Explorers like Francis Drake, James Cook, Louis Antoine de Bougainville, Robert Fitzroy, Charles Darwin, Joshua Slocum – to name a few – gave names to landmarks found on the charts such as Cape Horn, Drake Passage, Beagle Channel, Pio XI glacier, English Narrows, and many more.


Before these adventurers made their mark, the land was inhabited by indigenous groups such as the Yagan and Selk’nam in Tierra del Fuego, and the Alakaluf and Chonos in the rest of Patagonia.

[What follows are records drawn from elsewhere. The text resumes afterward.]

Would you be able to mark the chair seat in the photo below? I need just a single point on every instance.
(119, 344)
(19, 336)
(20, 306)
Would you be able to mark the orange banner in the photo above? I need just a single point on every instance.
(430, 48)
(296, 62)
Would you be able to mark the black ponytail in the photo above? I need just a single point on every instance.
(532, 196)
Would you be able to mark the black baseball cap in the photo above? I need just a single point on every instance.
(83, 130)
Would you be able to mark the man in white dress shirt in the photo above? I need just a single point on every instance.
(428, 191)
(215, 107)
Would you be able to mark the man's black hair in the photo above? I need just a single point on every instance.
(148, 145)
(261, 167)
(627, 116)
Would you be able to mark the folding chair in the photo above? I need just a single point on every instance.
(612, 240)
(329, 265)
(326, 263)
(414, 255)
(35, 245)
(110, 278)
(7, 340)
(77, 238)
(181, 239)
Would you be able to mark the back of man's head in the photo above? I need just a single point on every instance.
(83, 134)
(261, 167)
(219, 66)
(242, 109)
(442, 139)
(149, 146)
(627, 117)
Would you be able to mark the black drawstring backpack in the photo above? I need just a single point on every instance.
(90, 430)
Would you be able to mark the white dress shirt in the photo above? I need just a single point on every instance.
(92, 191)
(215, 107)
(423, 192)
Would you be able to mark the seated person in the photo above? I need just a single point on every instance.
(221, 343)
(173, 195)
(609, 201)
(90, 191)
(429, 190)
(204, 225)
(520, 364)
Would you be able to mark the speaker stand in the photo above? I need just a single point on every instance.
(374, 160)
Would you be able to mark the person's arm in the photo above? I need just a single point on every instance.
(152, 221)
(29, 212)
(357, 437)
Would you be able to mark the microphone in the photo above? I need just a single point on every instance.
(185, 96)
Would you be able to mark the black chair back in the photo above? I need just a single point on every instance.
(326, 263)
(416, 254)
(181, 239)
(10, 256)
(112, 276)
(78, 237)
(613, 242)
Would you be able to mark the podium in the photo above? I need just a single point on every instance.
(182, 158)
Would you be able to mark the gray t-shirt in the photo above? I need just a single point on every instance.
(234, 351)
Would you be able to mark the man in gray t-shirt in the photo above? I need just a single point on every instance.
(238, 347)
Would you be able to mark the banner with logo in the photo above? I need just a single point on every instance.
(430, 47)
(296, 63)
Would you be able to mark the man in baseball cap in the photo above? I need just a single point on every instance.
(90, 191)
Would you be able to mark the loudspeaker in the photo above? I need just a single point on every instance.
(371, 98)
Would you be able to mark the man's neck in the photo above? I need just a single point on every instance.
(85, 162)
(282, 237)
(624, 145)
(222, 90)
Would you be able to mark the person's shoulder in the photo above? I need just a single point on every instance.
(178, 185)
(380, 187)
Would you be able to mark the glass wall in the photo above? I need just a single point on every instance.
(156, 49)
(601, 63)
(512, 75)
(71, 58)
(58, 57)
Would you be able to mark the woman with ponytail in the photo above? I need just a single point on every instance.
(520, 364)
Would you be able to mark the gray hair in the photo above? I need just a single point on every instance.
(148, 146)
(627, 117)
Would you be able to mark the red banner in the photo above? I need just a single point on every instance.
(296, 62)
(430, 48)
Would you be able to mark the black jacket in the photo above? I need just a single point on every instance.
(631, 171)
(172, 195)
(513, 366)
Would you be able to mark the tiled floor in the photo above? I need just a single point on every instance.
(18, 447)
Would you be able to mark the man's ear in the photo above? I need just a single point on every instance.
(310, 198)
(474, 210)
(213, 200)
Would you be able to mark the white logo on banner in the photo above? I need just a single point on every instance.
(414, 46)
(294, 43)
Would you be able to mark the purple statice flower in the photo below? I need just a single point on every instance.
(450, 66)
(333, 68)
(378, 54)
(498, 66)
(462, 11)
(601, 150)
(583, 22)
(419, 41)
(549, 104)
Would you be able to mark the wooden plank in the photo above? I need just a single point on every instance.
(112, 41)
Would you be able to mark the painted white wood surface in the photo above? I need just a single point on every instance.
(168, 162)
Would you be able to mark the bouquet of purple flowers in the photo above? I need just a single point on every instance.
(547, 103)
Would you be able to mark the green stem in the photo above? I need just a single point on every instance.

The centuries that followed saw waves of immigrants from northern and central Europe blending with the native population to create a mixed culture.

Geography

Patagonia is a sparsely populated and diverse region at the southern end of South America, shared by Chile and Argentina, separated by the outrun of the longest mountain range in the world, the Andes mountains, which also creates a natural border between the two countries.

 

The Argentinean Patagonia is dominated by a semiarid scrub plateau that covers nearly all of the southern portion of mainland Argentina, it constitutes a vast area of steppe and desert that extends south from latitude 37° to 51° S.
The Chilean Patagonia, like the rest of the country, is much narrower with the Andes sinking dramatically into the Pacific Ocean to create a unique geography formed by an extensive array of archipelagos, channels and pristine fjords.

Stunning landscapes, Patagonian forests and native wildlife abound in this wilderness, and highlights worth exploring include the Chiloé archipelago, Torres del Paine glaciers of the northern and the southern icefields, Tierra del Fuego, Cape Horn, and all of its 17 Patagonia National Parks.

 

With about 207,000 square kilometers of land – an area larger than the United Kingdom. The Chilean Patagonia stretches over 1,700 km in length between Puerto Montt and Cape Horn representing 36% of the Chilean continental territory, but only 4% of its population.